The prison sentence seems fair; misusing funds meant for job training programs is a serious crime. I’m sure many people will say Cunningham should be punished more harshly, though. The hatred of her is out of proportion to the crimes at CIETC.
Speaking of crime and punishment, Glenn Greenwald wrote a good post contrasting the media’s exhaustive coverage of Illinois Governor Rod Blagojevich’s alleged crimes with the near-total silence about the Senate Armed Services Committee’s recent finding:
The bipartisan Senate Armed Services Committee report issued on Thursday — which documents that “former Defense Secretary Donald Rumsfeld and other senior U.S. officials share much of the blame for detainee abuse at Abu Ghraib prison in Iraq, and Guantanamo Bay, Cuba” and “that Rumsfeld’s actions were ‘a direct cause of detainee abuse’ at Guantanamo and ‘influenced and contributed to the use of abusive techniques … in Afghanistan and Iraq'” — raises an obvious and glaring question: how can it possibly be justified that the low-level Army personnel carrying out these policies at Abu Ghraib have been charged, convicted and imprisoned, while the high-level political officials and lawyers who directed and authorized these same policies remain free of any risk of prosecution?
Great question.
UPDATE: CIETC’s former chief accountant Karen Tesdell got sentenced to two years on Tuesday for looking the other way as her colleagues misappropriated money.

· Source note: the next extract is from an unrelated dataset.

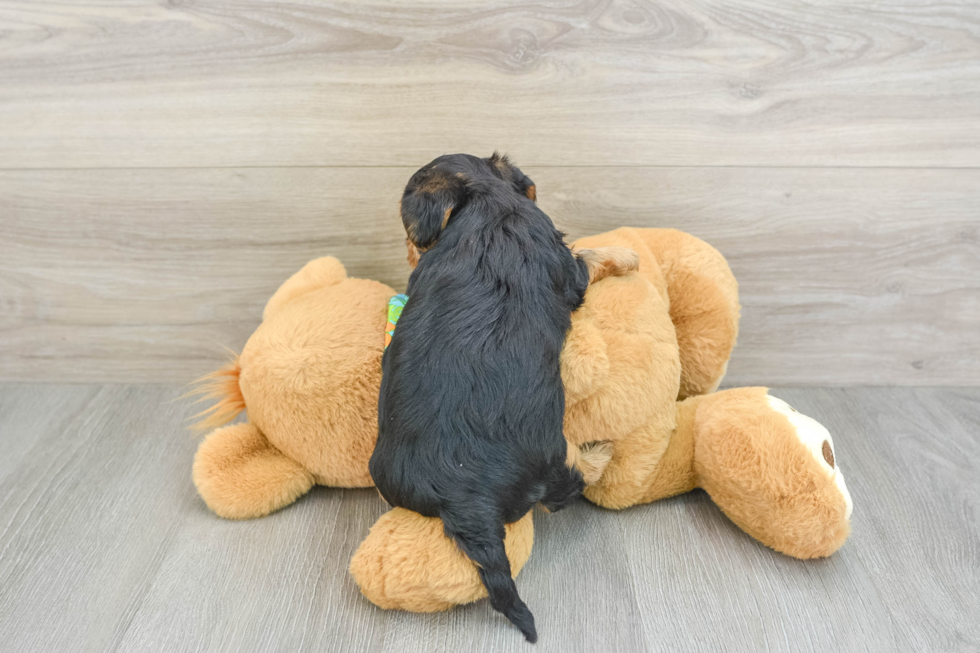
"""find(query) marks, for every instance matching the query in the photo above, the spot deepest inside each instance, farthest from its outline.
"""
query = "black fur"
(471, 405)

Marc Hansen’s latest column reviews the arguments Cunningham’s attorney Bill Kutmus used during the sentencing hearing. He said his client wasn’t the ringleader and should not be punished more harshly than John Bargman (CIETC’s former chief operating officer, who will be sentenced next year). He also said Cunningham was a victim of sexism, and that U.S. prosecutors had treated her unfairly.
I agree that misogyny was driving a lot of the intense hatred of Cunningham. But I have some advice for her: next time you decide to commit a bunch of federal crimes, strike a plea bargain like Bargman did if you don’t want to do serious prison time.
Look at Mitchell Wade. He bribed a member of Congress with more than $1.8 million and just got sentenced to only 30 months in prison, because he cooperated with prosecutors.
2 Comments
Ako
Why is it that Ako Abdul Samad has never had to answer any questions related to this? He has accepted contributions from Cunningham and was on the board when the scandal broke. Just asking.
bjazz Thu 18 Dec 10:05 PM
I have no idea
I have not followed the details of this scandal. I did not remember that he was on the board. I vaguely recall reporting suggesting that no one on the CIETC board was looking at the details–they were pretty much rubber-stamping staff recommendations on everything.
In general, I think poor oversight by boards of directors is a common problem.